The 20-year-old freestyle swimmer was withdrawn from the team days before the championships in Gwangju, having tested positive for Ligandrol, a banned anabolic agent, in an out-of-competition test on June 26.
Facing a mandatory four-year ban, she claimed on social media that she did not know how the substance entered her body.
After a briefing with Australian Sports Anti-Doping Authority (ASADA) officials in Brisbane on Friday, Jack said investigations were under way to clear her.
“We’ve started the process which is really great,” she told reporters.
“I’m really happy with how everything’s going and I’m not going to stop until I prove my innocence and fight to get myself back in the pool because that’s my dream and I’m never going to let that go.”

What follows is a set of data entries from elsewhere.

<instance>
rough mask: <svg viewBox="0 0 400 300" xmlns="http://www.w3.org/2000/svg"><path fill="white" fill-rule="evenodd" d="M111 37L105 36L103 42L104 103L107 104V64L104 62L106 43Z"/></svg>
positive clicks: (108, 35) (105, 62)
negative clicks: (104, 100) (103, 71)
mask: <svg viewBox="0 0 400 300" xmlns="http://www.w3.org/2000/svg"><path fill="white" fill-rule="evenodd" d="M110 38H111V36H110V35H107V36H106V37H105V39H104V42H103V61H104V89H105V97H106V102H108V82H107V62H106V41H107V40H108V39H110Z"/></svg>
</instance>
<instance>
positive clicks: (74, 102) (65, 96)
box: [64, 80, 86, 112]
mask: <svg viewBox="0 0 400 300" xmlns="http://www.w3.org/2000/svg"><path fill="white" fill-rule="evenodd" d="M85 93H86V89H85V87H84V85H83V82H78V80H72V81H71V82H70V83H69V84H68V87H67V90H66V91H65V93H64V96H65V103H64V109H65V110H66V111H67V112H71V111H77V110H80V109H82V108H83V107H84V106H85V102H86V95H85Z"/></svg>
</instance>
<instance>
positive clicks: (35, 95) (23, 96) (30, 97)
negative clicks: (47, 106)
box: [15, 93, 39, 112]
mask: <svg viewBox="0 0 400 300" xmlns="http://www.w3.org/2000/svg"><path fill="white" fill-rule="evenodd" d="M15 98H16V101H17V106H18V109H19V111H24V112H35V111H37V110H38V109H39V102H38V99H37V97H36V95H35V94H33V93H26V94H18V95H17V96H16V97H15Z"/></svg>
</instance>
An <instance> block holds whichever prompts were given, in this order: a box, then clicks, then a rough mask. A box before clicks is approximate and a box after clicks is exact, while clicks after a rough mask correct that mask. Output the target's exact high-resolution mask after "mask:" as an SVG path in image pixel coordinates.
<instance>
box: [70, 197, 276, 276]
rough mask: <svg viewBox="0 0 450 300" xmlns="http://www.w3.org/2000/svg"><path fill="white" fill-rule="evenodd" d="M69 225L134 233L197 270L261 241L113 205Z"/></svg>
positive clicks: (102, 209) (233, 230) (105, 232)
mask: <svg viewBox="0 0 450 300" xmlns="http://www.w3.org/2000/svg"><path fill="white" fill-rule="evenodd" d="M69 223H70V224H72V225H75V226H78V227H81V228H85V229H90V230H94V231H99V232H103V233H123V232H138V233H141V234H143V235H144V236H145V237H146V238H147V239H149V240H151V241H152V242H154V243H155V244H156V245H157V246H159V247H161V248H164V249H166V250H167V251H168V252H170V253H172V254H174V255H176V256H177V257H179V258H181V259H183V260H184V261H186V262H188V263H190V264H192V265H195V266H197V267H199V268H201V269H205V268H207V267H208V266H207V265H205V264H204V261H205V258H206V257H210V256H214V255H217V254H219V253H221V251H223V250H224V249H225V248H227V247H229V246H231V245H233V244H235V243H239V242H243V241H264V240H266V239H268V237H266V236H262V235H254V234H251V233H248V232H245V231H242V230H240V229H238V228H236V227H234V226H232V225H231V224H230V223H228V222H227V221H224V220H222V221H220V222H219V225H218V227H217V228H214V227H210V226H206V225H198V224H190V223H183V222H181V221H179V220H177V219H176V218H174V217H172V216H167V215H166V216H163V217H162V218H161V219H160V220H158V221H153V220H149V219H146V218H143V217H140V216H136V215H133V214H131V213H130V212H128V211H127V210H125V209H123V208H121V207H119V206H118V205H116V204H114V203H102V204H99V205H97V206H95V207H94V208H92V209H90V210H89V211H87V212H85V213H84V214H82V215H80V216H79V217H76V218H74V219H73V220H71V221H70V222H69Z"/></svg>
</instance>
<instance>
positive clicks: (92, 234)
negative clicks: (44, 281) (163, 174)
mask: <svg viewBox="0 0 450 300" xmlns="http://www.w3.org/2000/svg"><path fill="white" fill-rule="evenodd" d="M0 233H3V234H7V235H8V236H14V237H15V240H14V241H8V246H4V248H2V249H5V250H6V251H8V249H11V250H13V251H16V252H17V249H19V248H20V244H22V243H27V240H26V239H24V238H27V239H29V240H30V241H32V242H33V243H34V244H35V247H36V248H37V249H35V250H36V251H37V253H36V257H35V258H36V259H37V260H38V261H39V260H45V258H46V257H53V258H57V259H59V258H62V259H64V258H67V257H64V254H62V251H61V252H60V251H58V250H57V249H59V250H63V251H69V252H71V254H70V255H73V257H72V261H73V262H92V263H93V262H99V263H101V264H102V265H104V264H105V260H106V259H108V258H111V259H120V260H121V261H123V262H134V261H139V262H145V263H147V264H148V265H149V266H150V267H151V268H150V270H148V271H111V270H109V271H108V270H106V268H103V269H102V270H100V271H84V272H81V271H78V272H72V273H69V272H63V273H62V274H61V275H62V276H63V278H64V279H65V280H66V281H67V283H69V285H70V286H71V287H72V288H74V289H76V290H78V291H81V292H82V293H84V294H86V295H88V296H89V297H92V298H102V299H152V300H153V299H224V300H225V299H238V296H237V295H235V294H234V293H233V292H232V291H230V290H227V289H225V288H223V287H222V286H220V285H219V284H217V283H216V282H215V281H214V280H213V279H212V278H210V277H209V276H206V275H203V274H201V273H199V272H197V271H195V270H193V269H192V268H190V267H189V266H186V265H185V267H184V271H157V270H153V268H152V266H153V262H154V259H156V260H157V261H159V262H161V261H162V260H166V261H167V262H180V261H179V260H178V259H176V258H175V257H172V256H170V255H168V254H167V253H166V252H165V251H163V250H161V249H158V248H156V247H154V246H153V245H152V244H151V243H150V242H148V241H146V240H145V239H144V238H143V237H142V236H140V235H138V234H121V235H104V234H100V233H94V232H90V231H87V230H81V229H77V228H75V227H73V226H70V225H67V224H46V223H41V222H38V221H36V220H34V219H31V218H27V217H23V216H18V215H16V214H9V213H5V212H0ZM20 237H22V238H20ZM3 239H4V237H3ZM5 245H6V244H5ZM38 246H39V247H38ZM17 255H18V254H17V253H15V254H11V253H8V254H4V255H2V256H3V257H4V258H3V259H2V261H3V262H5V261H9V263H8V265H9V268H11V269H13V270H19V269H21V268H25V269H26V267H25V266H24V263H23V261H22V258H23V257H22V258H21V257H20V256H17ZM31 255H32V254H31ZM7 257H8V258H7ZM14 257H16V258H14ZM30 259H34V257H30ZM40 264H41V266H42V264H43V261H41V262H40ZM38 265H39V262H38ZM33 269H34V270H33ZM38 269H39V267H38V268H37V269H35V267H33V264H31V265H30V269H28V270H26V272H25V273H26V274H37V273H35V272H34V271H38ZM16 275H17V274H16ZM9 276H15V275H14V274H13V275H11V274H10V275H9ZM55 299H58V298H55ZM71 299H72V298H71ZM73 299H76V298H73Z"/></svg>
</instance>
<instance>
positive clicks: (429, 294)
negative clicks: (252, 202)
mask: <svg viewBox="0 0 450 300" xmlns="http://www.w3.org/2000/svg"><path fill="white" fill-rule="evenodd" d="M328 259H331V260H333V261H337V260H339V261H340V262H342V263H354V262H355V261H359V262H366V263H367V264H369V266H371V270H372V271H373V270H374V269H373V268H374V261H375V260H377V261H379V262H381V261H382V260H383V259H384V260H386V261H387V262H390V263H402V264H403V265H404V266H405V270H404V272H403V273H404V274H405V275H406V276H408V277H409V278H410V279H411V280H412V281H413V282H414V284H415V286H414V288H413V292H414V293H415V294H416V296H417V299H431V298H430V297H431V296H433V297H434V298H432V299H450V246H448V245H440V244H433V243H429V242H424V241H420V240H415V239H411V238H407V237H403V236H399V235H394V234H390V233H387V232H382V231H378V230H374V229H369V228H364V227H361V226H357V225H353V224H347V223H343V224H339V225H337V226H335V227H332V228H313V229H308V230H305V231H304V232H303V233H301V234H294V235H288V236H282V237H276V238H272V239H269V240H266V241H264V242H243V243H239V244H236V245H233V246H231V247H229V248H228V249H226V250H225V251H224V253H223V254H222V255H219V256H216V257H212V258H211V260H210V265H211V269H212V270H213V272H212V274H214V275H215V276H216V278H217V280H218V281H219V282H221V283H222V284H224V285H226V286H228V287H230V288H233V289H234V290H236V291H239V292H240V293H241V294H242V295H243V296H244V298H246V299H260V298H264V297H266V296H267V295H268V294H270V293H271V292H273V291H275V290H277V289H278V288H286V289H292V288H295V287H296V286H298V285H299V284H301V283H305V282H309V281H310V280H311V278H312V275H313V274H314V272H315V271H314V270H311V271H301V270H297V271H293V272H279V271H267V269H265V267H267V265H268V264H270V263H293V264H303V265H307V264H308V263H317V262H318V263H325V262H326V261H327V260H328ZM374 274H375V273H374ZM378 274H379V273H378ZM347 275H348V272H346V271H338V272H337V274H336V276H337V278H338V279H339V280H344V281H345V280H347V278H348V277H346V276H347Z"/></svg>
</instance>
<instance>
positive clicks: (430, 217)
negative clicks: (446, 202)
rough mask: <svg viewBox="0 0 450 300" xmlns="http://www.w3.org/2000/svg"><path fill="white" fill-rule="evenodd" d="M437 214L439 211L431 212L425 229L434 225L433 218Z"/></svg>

Jack, a member of Australia’s 4x100 metres freestyle relay team which set the world record at the Commonwealth Games in the Gold Coast last year, reiterated her claim that she did not know how the drug entered her body.
“It’s still ongoing investigations, we can’t clear that with anyone at the moment,” she said.
“We’re still looking into it but we’re not going to let any stone unturned.”
Jack revealed her drug test on social media in the final days of the world championships, embarrassing the team after compatriot and Olympic champion Mack Horton declined to share a podium with Chinese swimmer Sun Yang in an act of protest.
Sun, who served a three-month doping ban in 2014, was competing under a cloud at Gwangju, with the World Anti-Doping Agency seeking to review a decision which cleared him of wrongdoing after an aborted drug test last year.
National governing body Swimming Australia’s (SA) handling of Jack’s case also drew widespread criticism, given Jack’s test result was kept under wraps for weeks.
SA claimed they were bound by a confidentiality agreement with ASADA.
Jack said she had agreed with SA not to disclose her case earlier.
“To be completely honest, SA has been nothing but supportive and we’ve been a unit through the whole process,” she said.
“Every decision we’ve made has been made together ... We were a unit and it was a team effort the whole time.”
Jack could be issued a maximum suspension of four years by ASADA but the length of the ban could be reduced under mitigating circumstances.
Jack’s lawyer said they expected further “correspondence” from ASADA in four-six weeks.
“She has been very honest to date, which she doesn’t have to be,” he said.